2024 Notable Changes in Marijuana Tax Policies
- Minnesota legalized recreational marijuana and imposed a 10 percent tax on retail gross receipts.
- Ohio legalized recreational marijuana and set a 10 percent tax on retail sales.
- Delaware established a 15 percent tax on retail sales, but business licensure is pending, with retail sales anticipated to begin in March 2025.
- California transitioned from a wholesale-level tax to one based on retail gross receipts.
- New York replaced its THC-content-based tax with a 9 percent ad valorem wholesale tax.
- Virginia did not obtain legislative approval for planned marijuana legalization, and a proposed 11.625 percent tax on recreational sales was vetoed by the governor.
**Widespread Marijuana Legalization and Public Support**
Nearly half of U.S. states have legalized recreational marijuana, with many more permitting medical use. Some states have decriminalized possession while restricting cultivation and sales. A recent Gallup poll reveals that 70 percent of Americans support marijuana legalization—cutting across racial, political, age, and regional demographics. Although federal marijuana policy reform has faced challenges, new efforts are gaining momentum.
**Potential Impact of the STATES 2.0 Act on Marijuana Policy**
The STATES 2.0 Act proposes to defederalize marijuana policy, remove cannabis from the Controlled Substances Act, and allow interstate commerce between states that have legalized marijuana. Discussions on rescheduling marijuana from Schedule I to Schedule III could also have tax implications. Current federal prohibition imposes challenges on “legal” markets, including bans on interstate commerce and difficulties with banking institutions.

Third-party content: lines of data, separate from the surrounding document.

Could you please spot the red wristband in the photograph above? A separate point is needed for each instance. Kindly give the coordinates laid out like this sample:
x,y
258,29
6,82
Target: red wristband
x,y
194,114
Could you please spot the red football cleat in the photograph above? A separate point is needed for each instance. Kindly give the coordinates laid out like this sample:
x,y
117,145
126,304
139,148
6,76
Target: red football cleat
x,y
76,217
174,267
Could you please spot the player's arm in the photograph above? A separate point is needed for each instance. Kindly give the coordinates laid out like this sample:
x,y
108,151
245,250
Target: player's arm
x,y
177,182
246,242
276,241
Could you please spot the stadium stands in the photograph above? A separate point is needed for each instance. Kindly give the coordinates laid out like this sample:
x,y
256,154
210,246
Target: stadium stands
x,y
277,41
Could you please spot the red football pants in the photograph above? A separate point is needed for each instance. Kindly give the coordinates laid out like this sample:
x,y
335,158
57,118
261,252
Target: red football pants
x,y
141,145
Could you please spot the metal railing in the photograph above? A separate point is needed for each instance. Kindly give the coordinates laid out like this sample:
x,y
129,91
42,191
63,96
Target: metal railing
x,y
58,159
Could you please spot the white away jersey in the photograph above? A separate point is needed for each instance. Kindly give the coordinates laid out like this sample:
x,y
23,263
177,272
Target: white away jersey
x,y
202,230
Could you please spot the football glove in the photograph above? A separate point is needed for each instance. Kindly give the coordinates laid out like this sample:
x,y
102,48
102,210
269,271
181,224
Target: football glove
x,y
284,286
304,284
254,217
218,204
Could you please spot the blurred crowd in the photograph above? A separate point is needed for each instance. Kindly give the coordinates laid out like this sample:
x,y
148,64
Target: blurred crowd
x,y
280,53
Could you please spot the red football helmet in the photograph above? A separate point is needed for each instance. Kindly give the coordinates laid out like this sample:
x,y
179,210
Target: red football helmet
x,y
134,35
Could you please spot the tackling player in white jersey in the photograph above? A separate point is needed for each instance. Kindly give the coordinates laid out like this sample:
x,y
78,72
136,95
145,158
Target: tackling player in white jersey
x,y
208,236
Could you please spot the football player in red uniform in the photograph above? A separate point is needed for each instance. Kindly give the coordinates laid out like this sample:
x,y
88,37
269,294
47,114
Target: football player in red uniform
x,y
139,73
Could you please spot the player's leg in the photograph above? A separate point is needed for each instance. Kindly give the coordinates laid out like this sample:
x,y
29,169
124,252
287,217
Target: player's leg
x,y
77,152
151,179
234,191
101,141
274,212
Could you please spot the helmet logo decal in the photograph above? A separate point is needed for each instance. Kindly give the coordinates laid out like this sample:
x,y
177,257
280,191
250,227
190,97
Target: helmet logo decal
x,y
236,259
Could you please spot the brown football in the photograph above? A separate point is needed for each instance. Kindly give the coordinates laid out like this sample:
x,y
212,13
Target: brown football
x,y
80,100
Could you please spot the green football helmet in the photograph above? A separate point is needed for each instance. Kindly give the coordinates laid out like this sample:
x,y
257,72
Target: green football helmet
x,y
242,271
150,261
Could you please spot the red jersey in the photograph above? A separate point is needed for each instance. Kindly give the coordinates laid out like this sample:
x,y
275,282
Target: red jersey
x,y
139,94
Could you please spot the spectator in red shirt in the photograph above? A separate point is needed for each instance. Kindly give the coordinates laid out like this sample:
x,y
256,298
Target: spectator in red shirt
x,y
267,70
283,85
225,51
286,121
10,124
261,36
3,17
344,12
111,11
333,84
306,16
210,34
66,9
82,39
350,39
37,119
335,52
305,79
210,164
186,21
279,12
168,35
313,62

**Challenges of Competing with Illicit Marijuana Markets**
Most marijuana consumption still occurs within illicit markets. States imposing high taxes, costly licenses, or other restrictive measures may struggle to curb illicit consumption. Keeping legal market prices competitive is crucial to incentivizing consumers to switch to safer, legal products. Taxes on legalized marijuana should be designed to foster competitiveness with illicit markets. Well-structured taxes could generate billions in state revenue, though it may take time for these markets to develop.

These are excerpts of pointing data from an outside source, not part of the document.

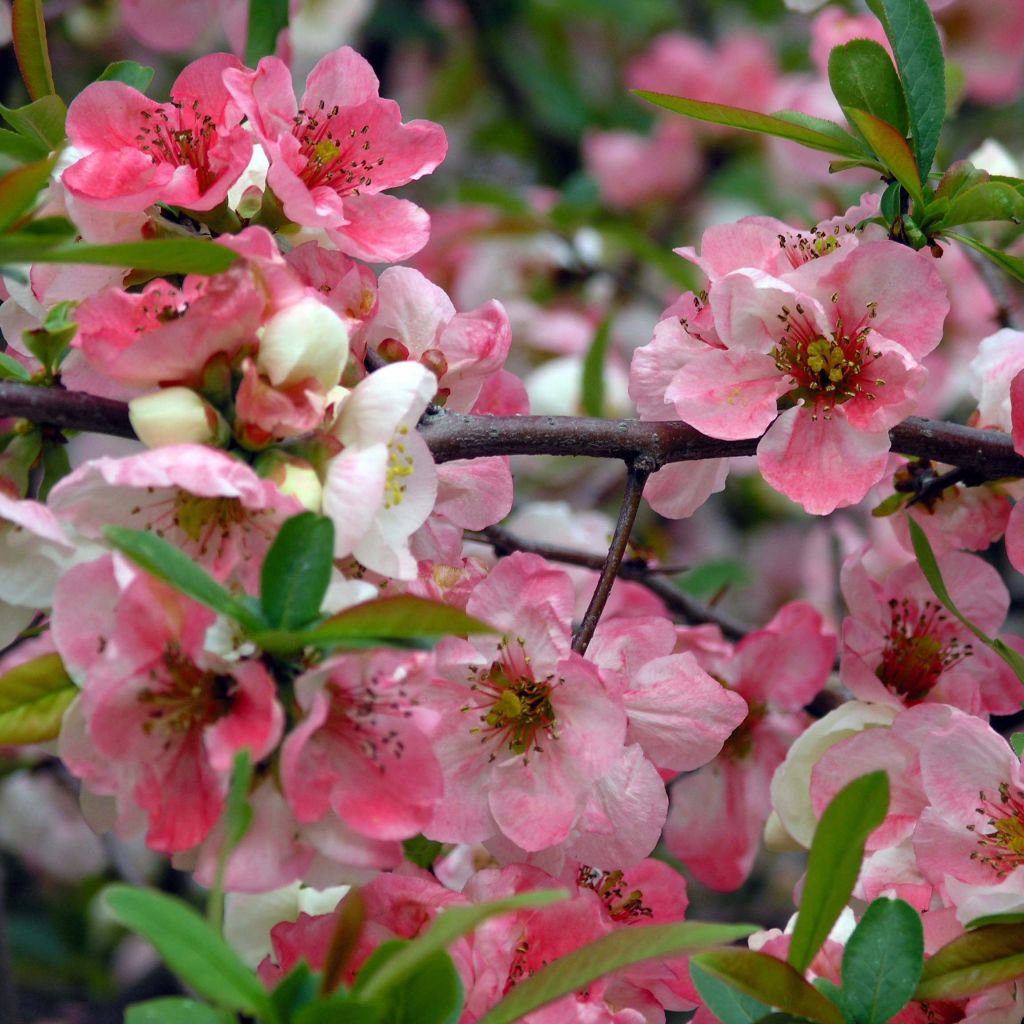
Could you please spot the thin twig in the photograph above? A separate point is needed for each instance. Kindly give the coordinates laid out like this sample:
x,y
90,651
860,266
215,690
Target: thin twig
x,y
635,481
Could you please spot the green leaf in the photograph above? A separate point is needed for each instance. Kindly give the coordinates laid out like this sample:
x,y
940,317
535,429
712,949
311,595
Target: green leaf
x,y
19,188
173,1010
834,862
135,75
432,995
56,466
765,124
629,945
1016,918
910,28
891,148
297,570
13,370
985,201
1014,265
423,852
974,962
340,1008
387,617
773,981
266,19
171,564
29,30
728,1004
882,962
593,370
157,256
238,816
862,76
33,698
192,949
40,123
930,567
451,924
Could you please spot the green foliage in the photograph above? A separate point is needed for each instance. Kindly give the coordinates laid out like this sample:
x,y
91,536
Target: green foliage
x,y
297,570
577,970
451,924
862,76
783,125
128,72
728,1004
911,32
192,949
770,980
174,1010
882,963
165,561
593,370
988,955
33,698
266,19
834,862
29,31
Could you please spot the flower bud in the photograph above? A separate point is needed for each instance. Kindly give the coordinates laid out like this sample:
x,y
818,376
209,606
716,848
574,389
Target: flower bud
x,y
307,339
176,416
294,477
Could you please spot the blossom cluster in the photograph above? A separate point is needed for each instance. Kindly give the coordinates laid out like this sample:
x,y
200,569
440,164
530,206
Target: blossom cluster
x,y
295,381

**Future Considerations for Interstate Marijuana Commerce**
While interstate marijuana commerce is currently disallowed, significant differences in state tax designs could lead to challenges if federal policies change. Issues like tax arbitrage and double taxation might emerge. States should work toward harmonizing tax designs now to facilitate smoother transitions when interstate commerce becomes viable.
**Optimizing Marijuana Taxation**
The diversity in marijuana products and potencies complicates taxation. The most effective method is taxing by THC content where measurable or by weight when it’s not. This approach targets the actual harm-causing component and avoids issues like volatile revenues associated with ad valorem taxes. As legal market prices decrease due to increased supply and efficiency, ad valorem tax revenues may diminish over time. Maintaining low tax rates is essential to fostering competition between legal and illicit markets, encouraging safer consumption, and generating taxable income.
Effective taxation policies are crucial as states navigate the evolving landscape of marijuana legalization. By balancing competitive pricing, thoughtful tax design, and potential federal policy changes, states can better position themselves to maximize benefits from legalized marijuana markets.